Below are some more details about the three tasks you have to do:

Your Tasks

Click here to download the starter code. Also review the notes at this link, and choose an NP-complete problem to solve. I describe k-clique and vertex cover at that link, but you are not limited to these. Click here to view a longer list of NP complete problems if you're interested. But be sure to check with me first if you want to do something I haven't described just to make sure it's not too tough for this project.

The only problems you can't choose are Hamiltonian path and Hamiltonian cycle, since I've already done Hamiltonian cycle and Hamiltonian path is a trivial modification of that. Have a look at the video below to see me going through all of the tasks for the final project on Hamiltonian cycle, and click here to view the solution

Part 1: Generating And Plotting (Pseudo)Random Solvable Problems (25 Points)

You will have to make a (pseudo)random (seeded random) problem of size N, where N depends on the context of the problem. For instance, in an NP-complete graph such as Hamiltonian path, vertex cover, or k-clique, N is the number of nodes in the graph. Your random problems should be solvable; that is, it should be possibly to satisfy the CNF clauses that you generate for your problem.

You should also create a method to draw an instance of your problem, as well as a certificate for it.

Other Parameters

Aside from N, you may have some extra parameters to set for your problem. For instance, for Hamiltonian path, you have the number of edges, for vertex cover, you have the size K of the number of vertices that are supposed to be part of the cover, and for a K-clique, you will have the size K of the clique we're looking for. You can choose these extra parameters to be whatever you like, but to be competitive, you should think carefully about what a "hard" problem of your type would look like. For example, intuitively, graphs with very few edges might be easier to check for the Hamiltonian path problem since there are fewer possibilities. However, too many edges might be too easy as well, since that increases the number of options in which a Hamiltonian path could occur. Often, the sweet spot of hardest complexity is somewhere in the middle.

Another heuristic you can use is that when you plot or show your problem, it shouldn't be too obvious for a human to pick out the soluton.

Part 2: Polynomial Time Certificate Translation (45 Points)

Perform a reduction from your problem to SAT in polynomial time in the size of the problem. The number of clauses and variables should be a polynomial size as a function of your input size.

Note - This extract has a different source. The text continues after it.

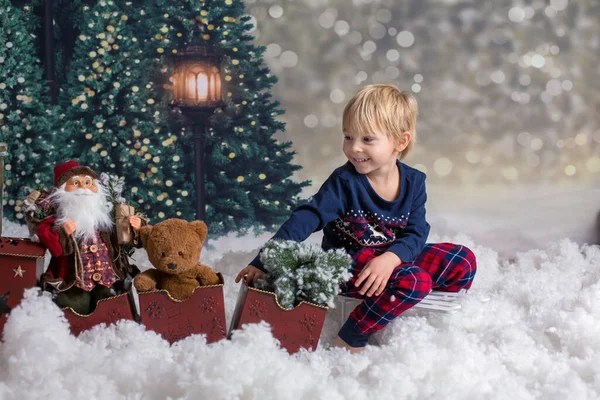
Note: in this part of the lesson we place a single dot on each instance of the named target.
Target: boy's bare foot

Part 3: Certificate Translation And Verification (20 Points)

To make sure the solution is valid, you should convert the certificate back from SAT to your language and re-implement the verifier in your language. In other words, you should re-check everything you expressed in the SAT clauses, but in your language. This consistency check will make sure you actually implemented the SAT clauses properly.

Part 4: Hard Instances (10 Points)

Now that you've finished the entire pipeline, we're going to try to stump the Glucose solver. Explore different random examples with at most 200 variables, and an arbitrary polynomial number of clauses of arbitrary polynomial length, and pick out the example that seems to be the toughest for glucose to solve. Save your CNF formula to disk with save the method in the CNF class. Submit this file, along with an image or text description of the problem. If I have time, I will make a class gallery of the problems, along with some experiments for how long distributions of runtimes are over many experiments.